На военном совещании Григорий Александрович Потемкин, некоронованный властитель империи российской, заявил:

– Нет, это уму непостижимо... Какой-то казак Пугачев, столь грубый разбойник, славно, однако же, умеет отыгрываться от наших генералов. За нос их водит, аки индюков. И мне сдается: либо генералы у нас плохи, либо Пугачев изрядный молодец. И по моему мнению, ежели позволит всемилостивая государыня, сей генеральский кризис надо разрешить тако: малорасторопного главнокомандующего князь Федора Щербатова с должности снять и на его место поставить князь Петра Михайловича Голицына. В разгроме толпы под Татищевой крепостью, следствием чего было освобождение Оренбурга, он показал себя сущим героем. А Щербатова вызвать сюда для изустного доклада о настоящих того края обстоятельствах.

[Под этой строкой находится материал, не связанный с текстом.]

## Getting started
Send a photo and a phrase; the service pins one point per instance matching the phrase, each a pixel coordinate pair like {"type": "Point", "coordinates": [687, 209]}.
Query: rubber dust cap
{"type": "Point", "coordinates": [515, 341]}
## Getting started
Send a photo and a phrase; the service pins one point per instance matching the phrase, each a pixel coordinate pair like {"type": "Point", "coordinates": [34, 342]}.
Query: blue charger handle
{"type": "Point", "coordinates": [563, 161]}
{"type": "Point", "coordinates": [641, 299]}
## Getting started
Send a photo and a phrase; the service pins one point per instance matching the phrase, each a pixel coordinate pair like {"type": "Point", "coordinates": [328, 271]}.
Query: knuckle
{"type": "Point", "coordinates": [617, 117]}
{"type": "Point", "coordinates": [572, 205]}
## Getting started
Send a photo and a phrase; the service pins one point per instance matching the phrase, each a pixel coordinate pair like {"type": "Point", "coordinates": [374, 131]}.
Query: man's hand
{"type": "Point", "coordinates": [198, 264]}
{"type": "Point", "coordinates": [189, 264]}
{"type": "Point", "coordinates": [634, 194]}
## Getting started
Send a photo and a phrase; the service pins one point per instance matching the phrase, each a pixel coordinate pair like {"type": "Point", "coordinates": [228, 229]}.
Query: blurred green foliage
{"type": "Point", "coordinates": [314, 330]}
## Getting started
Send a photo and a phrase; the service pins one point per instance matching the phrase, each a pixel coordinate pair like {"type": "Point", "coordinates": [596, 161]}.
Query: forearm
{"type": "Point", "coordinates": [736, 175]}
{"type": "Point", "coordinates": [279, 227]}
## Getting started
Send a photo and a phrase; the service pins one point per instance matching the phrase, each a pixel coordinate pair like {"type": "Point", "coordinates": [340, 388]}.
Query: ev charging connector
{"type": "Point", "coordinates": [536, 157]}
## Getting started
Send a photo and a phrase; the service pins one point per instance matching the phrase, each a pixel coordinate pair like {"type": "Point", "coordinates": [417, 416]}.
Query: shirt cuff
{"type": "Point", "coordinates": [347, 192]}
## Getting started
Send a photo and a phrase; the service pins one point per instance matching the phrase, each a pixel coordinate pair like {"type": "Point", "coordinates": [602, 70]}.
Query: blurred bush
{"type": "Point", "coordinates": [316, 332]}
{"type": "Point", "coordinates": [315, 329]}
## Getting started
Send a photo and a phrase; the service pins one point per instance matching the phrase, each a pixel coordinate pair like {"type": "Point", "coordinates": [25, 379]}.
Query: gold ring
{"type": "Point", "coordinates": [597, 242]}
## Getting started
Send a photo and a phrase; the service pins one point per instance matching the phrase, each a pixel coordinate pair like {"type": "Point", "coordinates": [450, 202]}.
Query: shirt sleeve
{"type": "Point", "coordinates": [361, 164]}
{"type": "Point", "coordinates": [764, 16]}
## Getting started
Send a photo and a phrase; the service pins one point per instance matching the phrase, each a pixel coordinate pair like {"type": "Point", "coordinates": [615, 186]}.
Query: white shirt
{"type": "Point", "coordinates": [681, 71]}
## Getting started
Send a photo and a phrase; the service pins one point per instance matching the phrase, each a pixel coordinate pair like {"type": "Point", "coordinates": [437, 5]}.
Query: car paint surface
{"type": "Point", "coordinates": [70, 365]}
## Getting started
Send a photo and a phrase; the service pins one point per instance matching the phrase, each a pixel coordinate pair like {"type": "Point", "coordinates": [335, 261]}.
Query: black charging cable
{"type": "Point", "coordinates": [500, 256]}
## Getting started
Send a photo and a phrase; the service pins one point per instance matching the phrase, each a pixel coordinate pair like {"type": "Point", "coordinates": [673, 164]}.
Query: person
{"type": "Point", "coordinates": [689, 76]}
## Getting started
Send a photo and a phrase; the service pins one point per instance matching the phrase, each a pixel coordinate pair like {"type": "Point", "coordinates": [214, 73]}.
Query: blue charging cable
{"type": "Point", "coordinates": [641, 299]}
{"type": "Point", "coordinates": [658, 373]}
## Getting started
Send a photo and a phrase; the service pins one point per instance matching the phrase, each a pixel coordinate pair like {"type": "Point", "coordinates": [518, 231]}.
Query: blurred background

Возражать Потемкину считалось опасным, да, в сущности, и не было причин его оспаривать. Князь Григорий Орлов, как-то невнятно посмотрев на Потемкина, сказал:

– Надлежало бы направить на восток воинское пополнение, ибо...

Но его без всякой учтивости тотчас перебил Потемкин:

– Сие уже сделано и вступило в силу. – Он вынул из кармана составленный им от имени императрицы черновик рескрипта князю Голицыну, высокомерно взглянул на прикусившего язык Орлова, с нескрываемым укором посмотрел в лицо «всемилостивейшей матушки», опрометчиво пригласившей на это совещание своего бывшего «друга», и, встряхнув головой, стал гулко читать выдержки рескрипта: – «Получа известие, что злодей со своею толпою впал в пределы Казанской губернии, я приказала нарядить полки: пехотный Великолуцкий, Донской казачий и драгунский Владимирский. Сие войско будет в окружности Казани как обсервационное, которому, по усмотрению пользы, действовать согласно с нами».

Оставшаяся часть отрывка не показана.